Ask ChatGPT how many times the letter 'r' appears in 'strawberry' and watch it confidently announce two. The correct answer is three. This is not a bug to be patched; it is a window into the fundamental architecture of large language models, and understanding it clarifies what these systems can and cannot do far better than any marketing material.
The error persists because LLMs do not see letters. They see tokens — chunks of text that their training process determined were statistically useful units. The word 'strawberry' might be tokenized as 'straw' and 'berry,' or as 'str,' 'aw,' and 'berry,' depending on the model. The system has no representation of individual characters to count. It is like asking someone to count the bricks in a photograph of a house: they can estimate based on what houses usually look like, but they cannot access the actual bricks.
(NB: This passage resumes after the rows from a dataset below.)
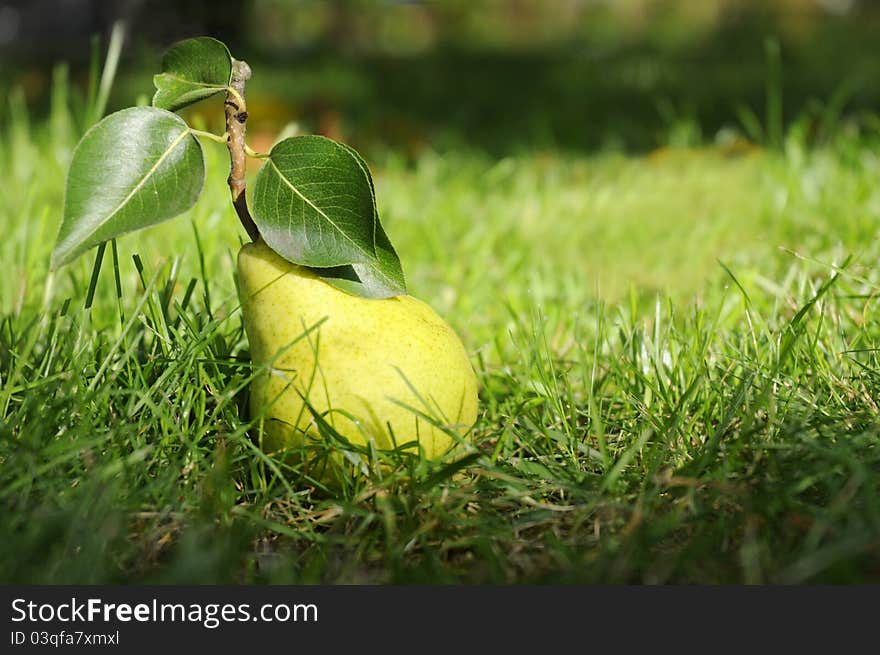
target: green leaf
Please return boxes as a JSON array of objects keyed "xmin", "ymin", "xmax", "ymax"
[
  {"xmin": 153, "ymin": 36, "xmax": 232, "ymax": 111},
  {"xmin": 322, "ymin": 225, "xmax": 406, "ymax": 298},
  {"xmin": 252, "ymin": 136, "xmax": 406, "ymax": 298},
  {"xmin": 52, "ymin": 107, "xmax": 205, "ymax": 268}
]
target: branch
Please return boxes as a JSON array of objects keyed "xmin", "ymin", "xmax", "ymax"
[{"xmin": 223, "ymin": 60, "xmax": 260, "ymax": 241}]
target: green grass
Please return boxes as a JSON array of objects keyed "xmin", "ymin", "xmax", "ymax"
[{"xmin": 0, "ymin": 84, "xmax": 880, "ymax": 583}]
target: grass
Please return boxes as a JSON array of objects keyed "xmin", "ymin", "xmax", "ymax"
[{"xmin": 0, "ymin": 69, "xmax": 880, "ymax": 583}]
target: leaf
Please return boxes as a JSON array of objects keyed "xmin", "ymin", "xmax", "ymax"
[
  {"xmin": 52, "ymin": 107, "xmax": 205, "ymax": 268},
  {"xmin": 253, "ymin": 136, "xmax": 376, "ymax": 267},
  {"xmin": 253, "ymin": 136, "xmax": 406, "ymax": 298},
  {"xmin": 320, "ymin": 224, "xmax": 406, "ymax": 298},
  {"xmin": 153, "ymin": 36, "xmax": 232, "ymax": 111}
]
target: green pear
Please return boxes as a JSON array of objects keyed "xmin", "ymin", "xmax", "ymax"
[{"xmin": 238, "ymin": 240, "xmax": 477, "ymax": 472}]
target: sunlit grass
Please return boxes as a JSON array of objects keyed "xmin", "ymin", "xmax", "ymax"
[{"xmin": 0, "ymin": 77, "xmax": 880, "ymax": 583}]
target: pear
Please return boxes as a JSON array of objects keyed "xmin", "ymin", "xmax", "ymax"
[{"xmin": 238, "ymin": 240, "xmax": 477, "ymax": 474}]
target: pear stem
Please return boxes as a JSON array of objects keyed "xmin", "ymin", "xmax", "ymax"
[{"xmin": 223, "ymin": 60, "xmax": 260, "ymax": 241}]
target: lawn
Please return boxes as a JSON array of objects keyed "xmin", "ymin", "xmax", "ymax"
[{"xmin": 0, "ymin": 77, "xmax": 880, "ymax": 583}]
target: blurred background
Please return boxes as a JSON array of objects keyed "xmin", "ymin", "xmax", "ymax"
[{"xmin": 0, "ymin": 0, "xmax": 880, "ymax": 156}]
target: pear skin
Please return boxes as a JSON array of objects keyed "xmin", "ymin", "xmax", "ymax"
[{"xmin": 238, "ymin": 241, "xmax": 478, "ymax": 472}]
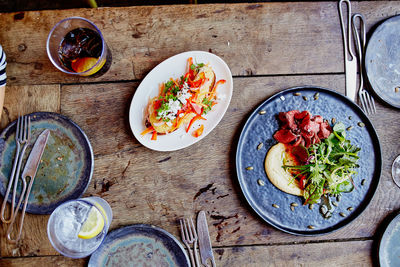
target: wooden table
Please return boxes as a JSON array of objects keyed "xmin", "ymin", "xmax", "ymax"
[{"xmin": 0, "ymin": 1, "xmax": 400, "ymax": 266}]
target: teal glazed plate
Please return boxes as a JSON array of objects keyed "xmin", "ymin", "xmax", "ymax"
[
  {"xmin": 379, "ymin": 214, "xmax": 400, "ymax": 267},
  {"xmin": 0, "ymin": 112, "xmax": 94, "ymax": 214},
  {"xmin": 236, "ymin": 86, "xmax": 382, "ymax": 235},
  {"xmin": 88, "ymin": 224, "xmax": 190, "ymax": 267}
]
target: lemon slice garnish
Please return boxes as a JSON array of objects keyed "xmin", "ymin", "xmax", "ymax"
[{"xmin": 78, "ymin": 207, "xmax": 104, "ymax": 239}]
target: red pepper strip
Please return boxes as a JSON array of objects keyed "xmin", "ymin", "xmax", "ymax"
[
  {"xmin": 140, "ymin": 126, "xmax": 154, "ymax": 135},
  {"xmin": 192, "ymin": 124, "xmax": 204, "ymax": 138},
  {"xmin": 186, "ymin": 115, "xmax": 205, "ymax": 132},
  {"xmin": 151, "ymin": 131, "xmax": 157, "ymax": 140}
]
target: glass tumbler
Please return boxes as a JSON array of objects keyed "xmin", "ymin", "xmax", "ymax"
[
  {"xmin": 46, "ymin": 17, "xmax": 112, "ymax": 77},
  {"xmin": 47, "ymin": 197, "xmax": 112, "ymax": 258}
]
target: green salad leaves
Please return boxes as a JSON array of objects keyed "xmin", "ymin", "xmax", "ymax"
[{"xmin": 283, "ymin": 123, "xmax": 360, "ymax": 204}]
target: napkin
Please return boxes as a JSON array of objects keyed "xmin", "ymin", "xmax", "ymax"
[{"xmin": 0, "ymin": 45, "xmax": 7, "ymax": 120}]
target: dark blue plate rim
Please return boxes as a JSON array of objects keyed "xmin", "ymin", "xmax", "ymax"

Pattern matching, not reasoning
Large language models are, at their core, extraordinarily sophisticated autocomplete engines. They predict the next token in a sequence based on statistical patterns learned from training data. When GPT-4 writes a sonnet or explains quantum mechanics, it is not 'understanding' in any human sense — it is generating sequences that pattern-match against the vast corpus of human text it absorbed during training.
This explains both the magic and the failures. The models excel at tasks where the right answer looks like something that frequently appeared in training data: well-structured prose, common coding patterns, standard explanations of established concepts. They struggle when the task requires operations their architecture was never designed to perform: precise counting, multi-step logical reasoning, or anything requiring genuine novelty rather than sophisticated recombination.
The illusion of competence
The danger lies in the fluency. Because LLMs produce grammatically perfect, confidently stated outputs, humans naturally attribute understanding where none exists. A model that generates a plausible-sounding legal brief may have no grasp of whether its citations exist. A model that writes elegant code may not 'know' whether the code actually works.
This creates a peculiar failure mode: the systems are most dangerous precisely when they seem most competent. A hallucinated fact delivered in perfect prose is harder to catch than one delivered with obvious uncertainty. The architecture optimizes for plausibility, not truth.
What this means for users
None of this makes LLMs useless — far from it. They are remarkable tools for drafting, brainstorming, translation, and any task where human review catches errors. The key is understanding them as pattern-completion engines rather than reasoning systems. Use them for first drafts, not final answers. Trust them on common knowledge, verify them on specifics. Treat their confidence as a stylistic choice, not an indicator of accuracy.
Our take
The 'strawberry' problem is not a temporary limitation awaiting a software update. It reflects a fundamental architectural choice: these systems were built to predict text, not to reason about the world. That choice enabled their remarkable capabilities and ensures their characteristic failures. Anyone using these tools seriously needs to internalize this distinction. The models are not thinking; they are pattern-matching at superhuman scale. That is genuinely useful, but it is not intelligence, and conflating the two leads to predictable disasters.